PARTICIPATING LIFE INSURANCE
Whole Life Insurance is also divided into Participating Life Insurance and Non-Participating Life Insurance. The latter Chinese translation is often translated into investment-linked life insurance (investment dividend insurance). Whole Life Insurance has further divisions based on factors such as the length of the payment period.
Participating Life Insurance divides the premiums paid into two parts: insurance cost and investment. The investment part is managed by the insurance company and part of the proceeds is distributed to life insurance investors in the form of dividends. Therefore, in addition to the life insurance function, the dividend insurance can also obtain the investment income of the insurance company.

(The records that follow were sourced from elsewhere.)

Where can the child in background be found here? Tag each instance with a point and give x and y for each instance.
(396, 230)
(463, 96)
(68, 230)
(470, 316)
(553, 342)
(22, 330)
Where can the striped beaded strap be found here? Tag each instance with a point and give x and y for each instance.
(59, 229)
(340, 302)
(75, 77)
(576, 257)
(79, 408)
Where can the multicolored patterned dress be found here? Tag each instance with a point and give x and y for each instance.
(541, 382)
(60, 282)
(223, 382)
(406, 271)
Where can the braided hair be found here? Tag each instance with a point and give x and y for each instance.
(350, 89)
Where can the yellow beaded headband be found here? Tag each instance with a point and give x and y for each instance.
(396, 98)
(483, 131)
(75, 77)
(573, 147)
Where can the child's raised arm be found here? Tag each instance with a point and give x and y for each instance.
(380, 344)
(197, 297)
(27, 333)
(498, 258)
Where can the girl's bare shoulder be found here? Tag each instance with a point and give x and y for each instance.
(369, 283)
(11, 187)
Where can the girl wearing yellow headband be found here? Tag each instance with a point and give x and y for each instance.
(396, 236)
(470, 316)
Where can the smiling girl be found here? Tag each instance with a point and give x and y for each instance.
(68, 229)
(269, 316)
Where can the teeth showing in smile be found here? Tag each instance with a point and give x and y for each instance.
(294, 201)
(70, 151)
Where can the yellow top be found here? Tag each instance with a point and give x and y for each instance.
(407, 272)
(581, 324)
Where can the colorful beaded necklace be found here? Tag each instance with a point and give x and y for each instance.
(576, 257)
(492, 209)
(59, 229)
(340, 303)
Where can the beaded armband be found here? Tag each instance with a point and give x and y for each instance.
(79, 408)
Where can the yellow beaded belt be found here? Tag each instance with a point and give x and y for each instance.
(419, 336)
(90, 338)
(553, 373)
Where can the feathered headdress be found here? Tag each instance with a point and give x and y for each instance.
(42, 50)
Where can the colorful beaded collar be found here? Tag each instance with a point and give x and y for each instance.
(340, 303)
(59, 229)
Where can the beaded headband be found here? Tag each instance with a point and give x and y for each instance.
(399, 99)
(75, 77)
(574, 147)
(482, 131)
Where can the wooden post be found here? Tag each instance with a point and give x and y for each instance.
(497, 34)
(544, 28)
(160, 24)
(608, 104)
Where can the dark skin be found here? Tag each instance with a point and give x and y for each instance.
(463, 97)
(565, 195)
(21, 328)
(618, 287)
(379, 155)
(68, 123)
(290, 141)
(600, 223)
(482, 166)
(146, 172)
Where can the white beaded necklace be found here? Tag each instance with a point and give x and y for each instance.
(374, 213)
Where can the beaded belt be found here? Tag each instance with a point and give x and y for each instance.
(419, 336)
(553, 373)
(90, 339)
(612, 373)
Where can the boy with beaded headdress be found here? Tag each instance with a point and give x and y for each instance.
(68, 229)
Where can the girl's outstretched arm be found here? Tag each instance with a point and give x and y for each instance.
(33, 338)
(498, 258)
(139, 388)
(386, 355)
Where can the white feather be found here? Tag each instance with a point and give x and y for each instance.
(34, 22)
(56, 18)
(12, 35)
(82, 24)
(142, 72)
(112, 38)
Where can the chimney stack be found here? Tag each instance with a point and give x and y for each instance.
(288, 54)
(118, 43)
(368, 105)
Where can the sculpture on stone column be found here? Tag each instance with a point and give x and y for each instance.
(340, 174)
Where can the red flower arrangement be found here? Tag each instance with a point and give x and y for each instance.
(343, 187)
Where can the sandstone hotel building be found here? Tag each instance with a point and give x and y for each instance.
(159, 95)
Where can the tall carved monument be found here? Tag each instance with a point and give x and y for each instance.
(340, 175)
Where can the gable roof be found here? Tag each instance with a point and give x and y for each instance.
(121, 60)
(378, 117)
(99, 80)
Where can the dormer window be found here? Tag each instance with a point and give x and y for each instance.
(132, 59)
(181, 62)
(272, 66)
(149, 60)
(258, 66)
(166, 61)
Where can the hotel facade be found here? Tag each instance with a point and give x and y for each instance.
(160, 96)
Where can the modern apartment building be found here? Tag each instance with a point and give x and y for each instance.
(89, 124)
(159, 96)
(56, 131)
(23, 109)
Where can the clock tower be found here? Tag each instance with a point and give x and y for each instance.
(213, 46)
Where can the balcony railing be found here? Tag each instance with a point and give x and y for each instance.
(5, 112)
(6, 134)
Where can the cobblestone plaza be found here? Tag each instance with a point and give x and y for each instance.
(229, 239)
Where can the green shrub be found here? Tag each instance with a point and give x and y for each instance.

The advantage of Participating Life Insurance is that the investment guarantees the principal, and the return on investment is relatively stable. In addition to the tax deferred tax and tax avoidance advantages, the income is generally higher than the non-registered investment account’s regular savings, bonds and other investments. The insured does not need to manage the investment and cannot design the corresponding investment portfolio according to his own wishes and investment expectations. The amount of dividends depends on the insurance company’s death payment, operating expenses, investment channels, and the use of funds. The company’s dividend for the year is the result of completing the annual accounting settlement, so the dividends are different each year and are not guaranteed. The dividend status of different companies is also different.
There are only a handful of major insurance companies in Canada that offer Participating Life Insurance products. Including Sun Life Financial, Canada Life and London Life, Manulife, Equitable Life and more.
TERM LIFE INSURANCE
Term life insurance generally has ten years of regular (Term 10), twenty years of regular (Term 20), and lifetime tenure (Term 100). Term 100 Chinese translation is lifelong death life insurance, and it is also a life-long insurance. The basic characteristics are the same as other regular insurance. For example, the insurance amount does not increase, there is no investment part, and the insurance policy will be terminated immediately.
Term life insurance is the simplest of all types of life insurance. If the insured pays the basic premium, if the life accident occurs during the insured period, the insurance company will compensate the purchased insurance amount; if there is no accident, the insurance company will no longer have any obligations to the insured, no cash savings, no additional Capital investment.
Due to the term life insurance, the internal audit regulations are relatively simple, and there is no cash savings or additional capital investment, so it is relatively simple and feasible.
The most suitable for regular insurance:
1. The current economic situation is not very stable and stable, and there is no sufficient cash flow to purchase life insurance.
2. It is suitable for household debts such as: (the mortgage or debt burden is heavier) needs to be larger than the debt.
Since the internal regulations of the term life insurance policy are relatively simple, and there is no cash savings or additional capital investment, the price comparison is relatively simple and feasible.
UNIVERSAL LIFE INSURANCE
Universal Life Insurance (UL, Chinese translation for universal life insurance, investment life insurance) is also a type of life insurance. Universal Life Insurance divides the premiums paid into insurance costs and investment investments. However, the investment part is not managed by the insurance company, but the policy holders choose their own investment direction and combination within the scope of the license, and they also bear the market risk.
Insurers can give policyholders greater flexibility because of the risks themselves. If the increase or decrease of premiums, the suspension of premiums under the allowable cash value of the policy, and the change of investment direction, etc., the changes can be easily adjusted. Therefore, risk self-confidence and flexibility are the biggest features of Universal Life Insurance.
Universal Life Insurance is divided into many categories based on its premium cost and the length of the contribution period. In addition to the price and the choice of investment types that are suitable for the purchase, the company can focus on selecting more types of funds, more investment direction options, and better fund management and returns in the past.